Database Growth and Design
The database design is highly influenced by the rate of the database growth or business growth in an organization. Business growth results to increase in a number of stored records and thus, resulting to the growth of the database. This database growth can easily impact the performance since the processing power of the server remains the same despite of a huge growth of the database. This implies that, to maintain a good performance level, considering database growth in physical database design is very important. Planning indexes and tables storage is normally done in the physical design stage so as to enhance performance and simplify tasks of data administration. When structuring physical storage, it is important to consider both the size and placement of indexes and tables. Basically, all database applications performance is bounded on I/O. To enhance I/O throughput, the database design should consider developing tables that are physically separated rather than joining them together. The aim of doing this is to maximize on parallel database write or read (Lingtstone et al., 2010).
Physical database planning also influences the two key database administrators concerns which include data fragmentation and space management. Although a small database can manage to operate effectively with fragmented data, this may not be the case where the data volume is high and where it keeps on increasing on daily basis. Therefore, proper planning is required in the beginning to ensure proper space management technique is employment to accommodate database growth. The design should consider the rate of database growth so as to ensure that all aspects related to enhancing huge database performance such as data compression are implemented during the database design. In this case, the 5% annual rate of database growth will be considered while designing the database to ensure that it caters for volume of database for a longer period of time. This will ensure that the database can still perform effectively even after a huge rate of growth (Lingtstone et al., 2014).

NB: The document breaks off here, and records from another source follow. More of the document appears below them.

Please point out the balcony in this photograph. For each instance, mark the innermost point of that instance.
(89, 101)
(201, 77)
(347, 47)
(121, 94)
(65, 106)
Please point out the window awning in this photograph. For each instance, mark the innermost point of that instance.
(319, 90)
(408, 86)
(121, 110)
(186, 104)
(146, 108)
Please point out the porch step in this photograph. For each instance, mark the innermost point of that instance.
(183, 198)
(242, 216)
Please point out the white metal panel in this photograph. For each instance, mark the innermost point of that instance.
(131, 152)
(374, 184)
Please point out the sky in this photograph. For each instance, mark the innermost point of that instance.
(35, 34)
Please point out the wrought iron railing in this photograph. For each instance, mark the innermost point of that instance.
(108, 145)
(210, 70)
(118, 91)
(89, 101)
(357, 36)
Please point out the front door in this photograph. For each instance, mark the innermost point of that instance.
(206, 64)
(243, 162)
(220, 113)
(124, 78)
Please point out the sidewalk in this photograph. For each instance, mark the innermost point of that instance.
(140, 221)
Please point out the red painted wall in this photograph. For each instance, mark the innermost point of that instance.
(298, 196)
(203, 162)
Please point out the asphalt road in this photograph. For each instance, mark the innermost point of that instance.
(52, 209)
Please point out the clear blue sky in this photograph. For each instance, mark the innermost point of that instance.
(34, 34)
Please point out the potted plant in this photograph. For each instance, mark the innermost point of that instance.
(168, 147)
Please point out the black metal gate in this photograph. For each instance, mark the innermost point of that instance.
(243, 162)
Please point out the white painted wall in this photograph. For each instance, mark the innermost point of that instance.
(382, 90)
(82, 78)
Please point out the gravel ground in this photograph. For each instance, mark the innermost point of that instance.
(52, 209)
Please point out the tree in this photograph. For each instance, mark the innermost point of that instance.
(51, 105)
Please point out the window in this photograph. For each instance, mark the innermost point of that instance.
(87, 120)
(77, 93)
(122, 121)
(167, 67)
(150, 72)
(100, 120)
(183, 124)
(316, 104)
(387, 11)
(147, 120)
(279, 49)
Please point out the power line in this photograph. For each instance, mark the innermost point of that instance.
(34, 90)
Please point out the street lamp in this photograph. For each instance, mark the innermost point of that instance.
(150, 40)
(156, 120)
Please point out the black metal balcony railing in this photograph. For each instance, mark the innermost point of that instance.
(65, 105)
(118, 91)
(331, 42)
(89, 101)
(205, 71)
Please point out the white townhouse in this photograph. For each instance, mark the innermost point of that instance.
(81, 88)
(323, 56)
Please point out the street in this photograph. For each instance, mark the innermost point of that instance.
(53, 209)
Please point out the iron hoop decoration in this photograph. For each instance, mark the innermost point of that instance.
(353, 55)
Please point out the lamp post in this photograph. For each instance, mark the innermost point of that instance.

Potential Concerns Regarding SQL Server Upgrading
There are a number of concerns related to upgrading of the SQL server from 2008 windows server to 2012 widows server. One of the major concerns is the version to be installed. The two servers must be of the same version. This also brings in the issue of hardware requirements. Although the two servers have almost identical hardware requirements, server 2008 has a version that can operate in 32 bits server while server 2012 minimum bits is 64. In case the server 2008 was operating in a 32 bits machine, then anew server with a minimum of 64 bits will be required. Therefore, the company will be required to evaluate the 2008 server version used and also the hardware specifications to satisfy that the current server can manage to handle the 2012 server requirements. The other aspect to be considered is the form of upgrading to be done. Basically, the company should ensure that the upgrading process or the migration process does not affect the operation in the company. In this regard, a technique that lowers the downtime as much as possible should be considered. In this case, an upgrade can be done to ensure parallel running of the servers before 2008 server is switched off. This will enhance the testing process and ensure that server 2008 is only switched off after the administrator is sure that server 2012 can support the operations required (Technet Microsoft, 2013).